(can't stop them from doin' what it is they do.)
Continuing on with my savage, metaphoric bastardization of this great nation we all live and breathe and shit and sleep in, I have, for this handy fourth installment, chosen to zoom my mental lens in on five films mashing salt of the earth types (good, bad and well beyond ugly) up with the substantial place they occupy in their given states of residence. We will test moral waters, walk a crooked path with Jesus and fight the good fight as bread and butter folks cross mountains, scour the belly of mother earth and even stalk beasts of myth hoping to flush them out into cold reality.
Let's touch down first in the place that both the fictional Dorthy Gale and the very real William S. Burroughs once called home.
Kansas.
In recent memory, no one member of its population has the 'Sunflower State' been given less to boast about then the one Reverend Fred Phelps.
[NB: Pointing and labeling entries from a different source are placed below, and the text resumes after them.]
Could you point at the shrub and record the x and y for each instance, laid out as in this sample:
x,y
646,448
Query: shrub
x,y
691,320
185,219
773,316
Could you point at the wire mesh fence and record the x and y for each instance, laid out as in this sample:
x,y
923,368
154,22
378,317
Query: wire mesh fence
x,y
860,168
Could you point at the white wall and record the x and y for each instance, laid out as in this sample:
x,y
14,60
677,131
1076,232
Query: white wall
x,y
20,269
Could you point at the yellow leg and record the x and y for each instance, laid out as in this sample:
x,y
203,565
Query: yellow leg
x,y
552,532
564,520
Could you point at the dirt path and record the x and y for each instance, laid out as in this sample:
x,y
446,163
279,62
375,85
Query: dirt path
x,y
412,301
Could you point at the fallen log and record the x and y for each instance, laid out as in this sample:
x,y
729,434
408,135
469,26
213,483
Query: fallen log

Phelps is the prolifically hateful guiding force behind the Topeka based Westboro Baptist Church. Subscribing diligently to severely outdated Calvinist principles and preaching his thick headed brand of cruel, old god doctrine to a congregation of , mostly, his own family members, Phelps has worked the majority of his life at battling the filth of the earth and securing his place at the high ranks of an afterlife to be made up exclusively of a limited company of ultra-righteous brethren.
The Westboro posse's greatest contribution to 'can you believe that shit' style popular culture has come by way of a succession of wholly inappropriate protests of the funerals of various American soldiers and homosexuals, most infamously that Mathew Shepard, a Wyoming collage student who committed the deplorable crime of not being straight. Westboro protests are punctuated by a plethora of loud and obnoxious pickets signs that cover the full spectrum of unapologetic hate and disdain with oddly hypnotic abandon. The majority of all this could inspire knee-jerk laughter care the epic level of cold ignorance employed, then one is reminded that these bible bashing social terrorists really, REALLY believe this shit with all their (dare I say) hearts.
The antics of the Westboro knuckle draggers and their lanky, menacing front man Fred serve as the topic of a concise little number titled 'Fall From Grace'. The director, K. Ryan Jones gained access to the inner workings of the Westboro/Phelps complex and has scored interview time with most of the principal players, most significantly big Fred himself. The film does its best to try and dredge up the true demon behind the doings, but, for the most part, the Phelps family sports a decent poker face and adheres to its belief system with a wide fascist grin. Ole Fred displays a basic level of tolerance for the young punk behind the camera, but the whole thing feels smothered beneath a facade of meticulously managed fear. No one person in this family can truly manage a sane and sober mindset, not with the way they've been reared. The film even includes input (via telephone interviews) with two of the Phelps children who have long detached themselves from the madness and share potent details of abuse born of poorly misdirected anger issues that have long gone unaddressed. The Phelps saga is one of incredible, head scratching and very primitive delusion. It's a shocking waste of too many lives and a stark embarrassment in a low-key state mostly shrugged off as being made up of little more than farms, fields and flat spaces.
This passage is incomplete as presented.